Has progression to A level STEM subjects increased in step?

Apparently not according to the Secretary of State's latest pronouncements.

My fear is that although the take up EBacc subjects will increase, as will C grade success, the quality of teaching and student understanding may decline. As has happened with maths, more C grades could be at the expense of Ds and Bs.

Arthur Harada's picture
Fri, 14/11/2014 - 18:51

Nick Gibb appears to have forgotten what happened to Chinese peoples when a thousand flowers bloomed.

Janet Downs's picture
Sat, 15/11/2014 - 07:48

Arthur - Nick Gibb isn't alone in using such phrases which have links with the Mao period. Michael Gove said in 2010 'I am happy to confess I’d like us to implement a cultural revolution just like the one they’ve had in China.'

Fortunately for those of us who disagreed with Gove, those he described as 'enemies of promise', 'Marxists' etc haven't been 're-educated' or culled.
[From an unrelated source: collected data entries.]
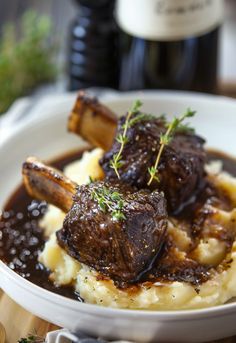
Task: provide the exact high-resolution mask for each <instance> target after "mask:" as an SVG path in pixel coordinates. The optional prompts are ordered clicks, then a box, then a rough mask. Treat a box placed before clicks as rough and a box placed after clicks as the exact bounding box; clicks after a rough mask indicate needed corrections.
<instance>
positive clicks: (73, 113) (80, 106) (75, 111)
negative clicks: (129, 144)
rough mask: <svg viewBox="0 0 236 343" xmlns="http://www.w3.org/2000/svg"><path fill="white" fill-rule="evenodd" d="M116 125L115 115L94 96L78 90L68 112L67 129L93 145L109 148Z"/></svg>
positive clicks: (115, 127) (106, 148)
It's quite funny that Gibb praised those whose 'passionate iconoclasm...refuses to accept mistaken and damaging conventional wisdom'. The 'mistaken and damaging conventional wisdom' is actually anything Gibb disagrees with: he describes classroom discussion as mere chat; he seems unable to distinguish between 'systematic' teaching of phonics (any method) and 'synthetic' phonics (one particular method); and doesn't seem to have read the reports he claims support academy conversion (their conclusion was mixed, but he just cherrypicked the positive bits).

Brian's picture
Sat, 15/11/2014 - 10:30

The flaws in Gibbs assertions are clear, as usual. Now I'm waiting for Tristram Hunt to pick up on them. When do you think we'll hear that speech? Anyone?

Janet Downs's picture
Sat, 15/11/2014 - 10:46

Brian - I fear that may be unlikely. Labour has pledged to increase the number of UTCs, according to FE Week. Deception about academies began when Labour first introduced the policy. Policy Exchange said Lord Adonis (among other Labour politicians) was secretly in favour of for-profit schools (and academies are 'independent' schools which can already outsource all their services to for-profit organisations).

Janet Downs's picture
Mon, 17/11/2014 - 09:29

Oh, joy! Minister for School Reform, Nick Gibb has told the Mail on Sunday that schools should bring back 'whole class teaching' because it works in China, he says. Leave aside the fact the Shanghai (which is usually used to represent the whole of China) is trying to move towards education methods which encourage more creativity, the 'research' on which Gibb bases his opinion took place in just 19 classes in China and England (just 562 pupils).

This is far too small a sample on which to base any kind of conclusion.

Janet Downs's picture
Mon, 17/11/2014 - 09:35

The Minister for School Reform doesn't seem to be up to speed with evidence given to the Educational Select Committee. The Mail reported Gibb's assertion that PISA tests show Shanghai pupils are so many GCSE grades above English ones. But Andreas Schleicher, OECD's PISA guru, admitted to the Ed Committee that more than 25% of Shanghai pupils were missing from the 2012 PISA tests.

Any comparison, then, is unreliable.

Andy V's picture
Mon, 17/11/2014 - 09:47

The >25% of missing pupils also begs the question as to whether the Chinese government is gaming with the PISA tests to bolster their outcomes, and if they are who else is?

How sad that politicians - of all persuasions - life off the highly contentious and lazy sloppy journalistic predilection for headline stories that don't attempt to scratch the surface of the data.

To say that politicians are out of touch is a gross and profound understatement.

Janet Downs's picture
Mon, 17/11/2014 - 10:14

Andy - it's illuminating that China only files the results of certain non-typical Chinese cities: booming Shanghai, the Special Administrative Regions (SAR) of Hong Kong and Macau, the untypical status of Chinese Taipei (which I haven't been able to work out).

Shanghai, the most-educated region, is the only part of mainland China to file results. According to this Brookings article, it appears rural areas were tested but the results weren't released. The article's author asked the OECD to release this data. That was January 2014 - the results don't appear to have been published.